The government didn’t want people to know what crashed in Roswell, New Mexico, in 1947.
But that doesn’t mean it was aliens.
On July 5, 1947, cattle rancher W.W. “Mac” Brazel discovered strange debris on his farm outside Roswell – tinfoil, rubber and thin wooden beams. He took it to the local sheriff, who reported it to the nearby Roswell Army Air Field.
A few days later, public information officer Walter Haut issued a press release calling the debris a “flying disc.”
The story played off reports from earlier that summer of “flying saucers” spotted by civilian pilot Kenneth Arnold.
The Roswell Daily Record ran a story on the incident with the headline “RAAF Captures Flying Saucer on Ranch in Roswell Region.” The story drew national attention.
The Air Force walked back the story just a day later, claiming that the wreckage was in fact from a large weather balloon, not an alien craft.
Unidentified Messaging
That explanation was ripe for conspiracy theorists, who saw it as an inadequate cover story – in part because it was. In the 90s, officials revealed that the wreckage was actually from a top-secret initiative called Project Mogul, which used high-altitude balloons to intercept Soviet radio messages.
Given the excitement over flying saucers at the time, the air force press team opted to misdirect the public with a cover story ripped from the headlines.
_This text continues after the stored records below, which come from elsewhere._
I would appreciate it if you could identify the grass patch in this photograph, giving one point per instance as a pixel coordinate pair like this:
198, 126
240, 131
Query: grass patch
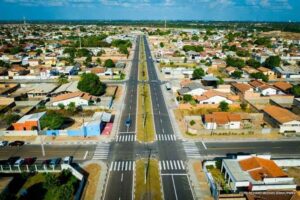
143, 72
145, 126
94, 171
150, 190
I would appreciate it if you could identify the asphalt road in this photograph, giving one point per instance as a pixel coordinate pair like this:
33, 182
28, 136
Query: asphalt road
119, 184
174, 186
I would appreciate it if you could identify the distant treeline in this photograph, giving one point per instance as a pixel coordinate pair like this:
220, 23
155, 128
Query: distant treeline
250, 25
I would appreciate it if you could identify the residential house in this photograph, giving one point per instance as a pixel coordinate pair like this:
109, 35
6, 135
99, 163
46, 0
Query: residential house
79, 98
29, 122
255, 173
17, 70
263, 88
213, 97
282, 118
283, 86
266, 71
222, 120
192, 88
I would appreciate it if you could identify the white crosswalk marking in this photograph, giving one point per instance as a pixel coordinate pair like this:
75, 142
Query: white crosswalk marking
122, 166
191, 150
101, 151
126, 138
166, 165
166, 137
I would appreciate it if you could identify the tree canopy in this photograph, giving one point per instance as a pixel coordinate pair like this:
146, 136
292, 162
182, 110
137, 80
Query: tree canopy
198, 73
91, 84
273, 61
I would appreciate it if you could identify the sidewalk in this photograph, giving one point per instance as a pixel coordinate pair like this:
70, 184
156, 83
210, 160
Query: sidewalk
198, 180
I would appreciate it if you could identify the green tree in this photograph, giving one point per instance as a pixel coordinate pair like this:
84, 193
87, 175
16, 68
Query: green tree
272, 61
253, 63
161, 45
223, 106
61, 106
296, 90
50, 181
62, 79
91, 84
52, 120
72, 107
198, 73
66, 192
11, 118
109, 63
243, 106
237, 74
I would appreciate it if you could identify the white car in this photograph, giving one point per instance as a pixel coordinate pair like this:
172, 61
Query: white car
19, 162
3, 143
68, 160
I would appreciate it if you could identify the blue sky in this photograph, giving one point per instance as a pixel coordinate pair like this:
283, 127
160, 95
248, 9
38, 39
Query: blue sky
255, 10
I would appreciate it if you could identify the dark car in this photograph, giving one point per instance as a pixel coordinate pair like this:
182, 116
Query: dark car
16, 143
29, 161
54, 161
12, 160
128, 122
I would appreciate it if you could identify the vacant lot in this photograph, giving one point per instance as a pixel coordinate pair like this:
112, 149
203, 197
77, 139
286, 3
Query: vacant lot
94, 171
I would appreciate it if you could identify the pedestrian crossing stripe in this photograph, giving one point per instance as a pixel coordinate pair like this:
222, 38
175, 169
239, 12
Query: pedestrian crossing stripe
191, 150
171, 165
122, 166
126, 138
101, 152
166, 137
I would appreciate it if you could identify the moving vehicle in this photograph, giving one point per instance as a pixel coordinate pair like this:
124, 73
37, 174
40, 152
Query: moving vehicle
54, 161
68, 160
3, 143
16, 143
19, 162
128, 122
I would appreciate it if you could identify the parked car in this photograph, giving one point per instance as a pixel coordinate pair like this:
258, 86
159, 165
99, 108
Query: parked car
29, 161
12, 160
128, 122
16, 143
19, 162
3, 143
54, 161
68, 160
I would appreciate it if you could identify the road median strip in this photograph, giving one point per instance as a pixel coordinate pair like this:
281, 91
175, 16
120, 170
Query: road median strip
147, 180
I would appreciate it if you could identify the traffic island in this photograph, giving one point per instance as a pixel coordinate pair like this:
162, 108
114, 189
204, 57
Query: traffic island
145, 124
147, 180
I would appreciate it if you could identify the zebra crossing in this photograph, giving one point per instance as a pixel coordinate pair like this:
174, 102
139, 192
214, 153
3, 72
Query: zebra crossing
122, 166
126, 138
171, 165
101, 151
165, 137
191, 150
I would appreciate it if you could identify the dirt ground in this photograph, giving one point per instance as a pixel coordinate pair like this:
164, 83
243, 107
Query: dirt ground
94, 171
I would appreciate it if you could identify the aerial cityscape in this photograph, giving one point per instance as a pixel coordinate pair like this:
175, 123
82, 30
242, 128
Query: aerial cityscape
150, 100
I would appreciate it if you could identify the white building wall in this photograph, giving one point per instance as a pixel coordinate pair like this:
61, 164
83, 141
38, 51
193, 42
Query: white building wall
268, 92
215, 100
77, 100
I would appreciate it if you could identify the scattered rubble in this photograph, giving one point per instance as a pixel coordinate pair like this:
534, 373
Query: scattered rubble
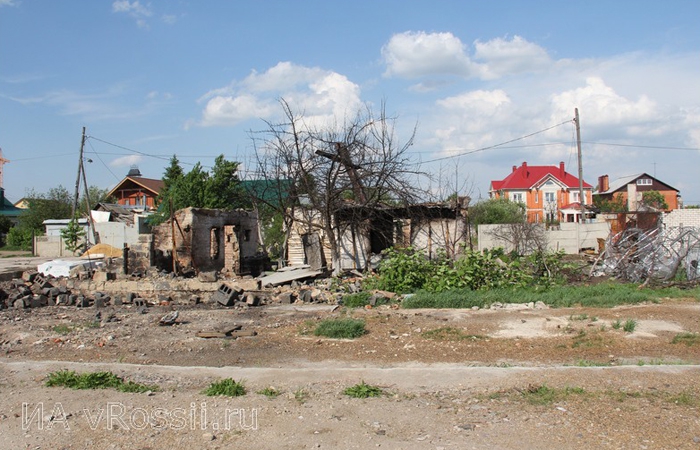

With that report, the government lost its ability to control the narrative and has spent the last 75 years trying to get it back. Roswell is largely credited with launching the UFO movement and its related conspiracies and pop culture tie-ins.
There are plenty who still want to believe and think each new explanation is simply another layer of coverup.
Today, the government is actively working against the negative perceptions it helped create with renewed efforts to study and understand UFOs. They’ve even taken to rebranding UFOs as UAP – unidentified aerial phenomenon.